Lorsqu’en 1326, pour subvenir aux pressants besoins de l’église romaine, le Pape, Jean XXII ordonna une levée de subsid s dans la province de Bordeaux, la part contributive du prieur de Jonzac fut de VI florins d’or. Cela suppose un certain revenu, car le quantum de chaque bénéfice dans cet impôt forcé était matière à débat. Dans le diocèse de Saintes en particulier cette opération financière fut longue et pénible. Il faut donc conclure que si la contribution du prieur de Jonzac fut si élevée, c’est que sa situation n’était pas mauvaise.
«L’église de Jonzac est, nous l’avons dit, sous le vocable de St Gervais et St Frotais, martyrs du 1er siècle, et tout porte à croire que c’est sous le patronage de ces deux saints qu’avaient été successivement placés les édifices sur l’emplacement desquels a été construit le monument actuel.
A ce sujet, il n’y a pas lieu, semble-t-il, d’admettre l’hypothèse du savant auteur de la Chronologie des Evêques de Saintes insinuant que c’est à Charlemagne qu’il faudrait attribuer cette dédicace. «Il n’est pas sans intérêt, dit-il, de relever que l’église de Jonzac a pour patrons Gervais et Protais, martyrs du 1er siècle, à Milan, dont les statues se trouvent au portail de St-Pierre de Saintes. Sans doute Charlemagne qui conquit la Lombardie ne fut point étranger à l’apport de ces saints à Jonzac et à Saintes. Le Prélat diocésain était alors Aton, proche parent de la reine Hildegarde, et intime ami d’Alcuin, familier de Charlemagne.»
Ces raisons ne sont pas sans valeur. Mais, si la parenté de l’évêque de Saintes avec la reine peut permettre de supposer l’apport de reliques de saint Gervais et de saint Protais dans la cathédrale de Saintes, on pourrait toujours se demander pourquoi pareille faveur aurait été réservée à Jonzac?
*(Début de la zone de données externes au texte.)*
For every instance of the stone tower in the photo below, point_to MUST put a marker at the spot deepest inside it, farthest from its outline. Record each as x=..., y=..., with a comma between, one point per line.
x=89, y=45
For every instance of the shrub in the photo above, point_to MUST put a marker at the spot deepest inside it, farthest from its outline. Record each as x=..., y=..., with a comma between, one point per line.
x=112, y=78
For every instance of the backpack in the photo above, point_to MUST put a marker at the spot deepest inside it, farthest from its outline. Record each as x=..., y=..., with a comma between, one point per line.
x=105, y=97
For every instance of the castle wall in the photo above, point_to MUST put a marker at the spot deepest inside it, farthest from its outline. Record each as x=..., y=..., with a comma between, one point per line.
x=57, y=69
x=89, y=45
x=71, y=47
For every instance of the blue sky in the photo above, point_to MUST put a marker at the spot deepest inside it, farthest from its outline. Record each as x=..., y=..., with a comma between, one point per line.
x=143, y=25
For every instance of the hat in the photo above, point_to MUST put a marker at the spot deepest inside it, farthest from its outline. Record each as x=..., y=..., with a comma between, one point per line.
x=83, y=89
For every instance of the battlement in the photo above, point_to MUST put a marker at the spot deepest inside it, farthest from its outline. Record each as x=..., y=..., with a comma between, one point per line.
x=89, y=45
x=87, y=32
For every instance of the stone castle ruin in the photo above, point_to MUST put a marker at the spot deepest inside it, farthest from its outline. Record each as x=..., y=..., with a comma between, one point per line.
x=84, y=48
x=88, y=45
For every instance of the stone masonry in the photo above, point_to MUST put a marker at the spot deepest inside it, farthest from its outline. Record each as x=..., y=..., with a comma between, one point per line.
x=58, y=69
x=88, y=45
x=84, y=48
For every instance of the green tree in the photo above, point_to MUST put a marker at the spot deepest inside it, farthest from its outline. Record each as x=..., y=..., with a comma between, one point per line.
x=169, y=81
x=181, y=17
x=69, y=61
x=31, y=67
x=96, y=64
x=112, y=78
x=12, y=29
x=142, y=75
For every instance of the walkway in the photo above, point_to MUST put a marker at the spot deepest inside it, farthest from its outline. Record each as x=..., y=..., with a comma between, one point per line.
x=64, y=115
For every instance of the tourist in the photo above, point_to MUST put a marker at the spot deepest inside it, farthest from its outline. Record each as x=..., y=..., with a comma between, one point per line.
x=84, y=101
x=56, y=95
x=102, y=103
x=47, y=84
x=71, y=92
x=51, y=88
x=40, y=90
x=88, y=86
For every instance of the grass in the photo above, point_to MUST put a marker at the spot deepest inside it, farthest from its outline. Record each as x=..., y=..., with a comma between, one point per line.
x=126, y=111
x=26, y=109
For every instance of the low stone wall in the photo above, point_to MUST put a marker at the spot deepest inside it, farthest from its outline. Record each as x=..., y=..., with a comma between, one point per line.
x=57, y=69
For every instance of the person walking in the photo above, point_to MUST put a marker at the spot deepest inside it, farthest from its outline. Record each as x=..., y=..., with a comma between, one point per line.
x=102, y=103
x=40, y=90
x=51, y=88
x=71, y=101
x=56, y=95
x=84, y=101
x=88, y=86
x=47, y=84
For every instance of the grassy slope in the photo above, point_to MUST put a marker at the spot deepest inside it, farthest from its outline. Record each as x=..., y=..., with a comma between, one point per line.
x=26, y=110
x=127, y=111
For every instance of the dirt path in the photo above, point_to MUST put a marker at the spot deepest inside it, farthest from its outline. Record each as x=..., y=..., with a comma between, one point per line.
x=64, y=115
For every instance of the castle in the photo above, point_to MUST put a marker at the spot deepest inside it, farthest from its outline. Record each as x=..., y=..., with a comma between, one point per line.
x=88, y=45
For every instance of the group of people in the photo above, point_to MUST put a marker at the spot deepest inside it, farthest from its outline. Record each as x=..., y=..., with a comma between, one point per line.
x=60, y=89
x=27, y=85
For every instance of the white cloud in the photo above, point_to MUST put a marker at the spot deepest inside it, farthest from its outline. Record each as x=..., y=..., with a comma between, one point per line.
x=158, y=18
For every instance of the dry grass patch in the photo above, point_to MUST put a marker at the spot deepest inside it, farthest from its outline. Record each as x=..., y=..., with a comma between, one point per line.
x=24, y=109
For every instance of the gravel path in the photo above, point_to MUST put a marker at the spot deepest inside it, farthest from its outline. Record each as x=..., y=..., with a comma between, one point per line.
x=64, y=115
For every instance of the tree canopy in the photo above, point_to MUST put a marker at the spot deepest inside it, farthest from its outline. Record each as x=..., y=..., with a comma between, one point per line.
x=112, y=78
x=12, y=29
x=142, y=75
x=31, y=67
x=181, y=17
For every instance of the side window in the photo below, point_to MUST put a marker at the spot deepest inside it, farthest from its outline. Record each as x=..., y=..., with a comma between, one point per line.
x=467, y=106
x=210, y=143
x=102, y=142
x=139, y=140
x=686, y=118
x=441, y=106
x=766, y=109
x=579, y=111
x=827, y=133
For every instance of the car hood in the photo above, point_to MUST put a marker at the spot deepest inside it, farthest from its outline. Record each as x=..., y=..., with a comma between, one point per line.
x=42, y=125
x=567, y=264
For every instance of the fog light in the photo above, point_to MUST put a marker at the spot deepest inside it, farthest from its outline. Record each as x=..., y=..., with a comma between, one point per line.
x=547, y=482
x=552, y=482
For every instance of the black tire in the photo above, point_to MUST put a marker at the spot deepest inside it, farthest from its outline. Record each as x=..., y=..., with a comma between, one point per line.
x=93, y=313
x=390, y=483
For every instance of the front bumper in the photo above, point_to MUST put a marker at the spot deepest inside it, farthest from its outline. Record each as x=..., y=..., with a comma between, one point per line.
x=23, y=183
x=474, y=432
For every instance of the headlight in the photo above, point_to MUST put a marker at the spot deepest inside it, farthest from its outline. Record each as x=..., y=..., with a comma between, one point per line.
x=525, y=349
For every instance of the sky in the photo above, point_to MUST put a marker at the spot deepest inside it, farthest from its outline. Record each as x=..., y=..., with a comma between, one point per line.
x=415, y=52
Rangeons-nous plutôt à l’opinion émise par Mgr Barthe dans sa savante étude sur saint Anthême:
«Cette hypothèse, dit-il, serait impressionnante s’il était démontré que l’église gallicane ignorait le culte des deux martyrs de Milan avant que Charlemagne, de retour de son expédition de Lombardie (772), l’eût propagé dans son royaume. Or, saint Grégoire de Tours nous apprend que le culte et les reliques des deux martyrs milanais étaient répandus déjà de son temps (580) dans toute la Gaule, horum reliquiœ.. per totuni ambitum, Deo propitio, (miracles à l’appui) dilatatœ sunt. Quant aux statues du portail de Saint-Pierre (de Saintes), il est bon de rappeler que si l’évêque Pierre de Confolens a été le fondateur de cette magnifique église, il ne fut pas seul à l’embellir; ses successeurs y prirent leur part, notamment Guillaume II, dit Gardras. Ce prélat appartenait à une famille de seigneurs des environs de Jonzac. Il a pu offrir au saint particulièrement honoré dans son pays natal, un culte d’honneur dans sa cathédrale, et c’est ce qui expliquerait d’abord, le culte de saint Gervais dans la cathédrale du XIIe siècle, ensuite la présence de sa statue au grand portail sculpté au XVe siècle.»
Il ne semble donc pas douteux que l’église de Jonzac était déjà sous le vocable de saint Gervais et saint Protais lorsque Charlemagne y déposa le corps de saint Anthême en 779.
Il ne serait peut-être pas téméraire d’affirmer que cette église fut placée sous le patronage de ces deux saints dès que leur culte se fut répandu dans les Gaules. Qui sait si cette dédicace ne coïncide pas avec une réparation importante ou une reconstruction de l’édifice primitif?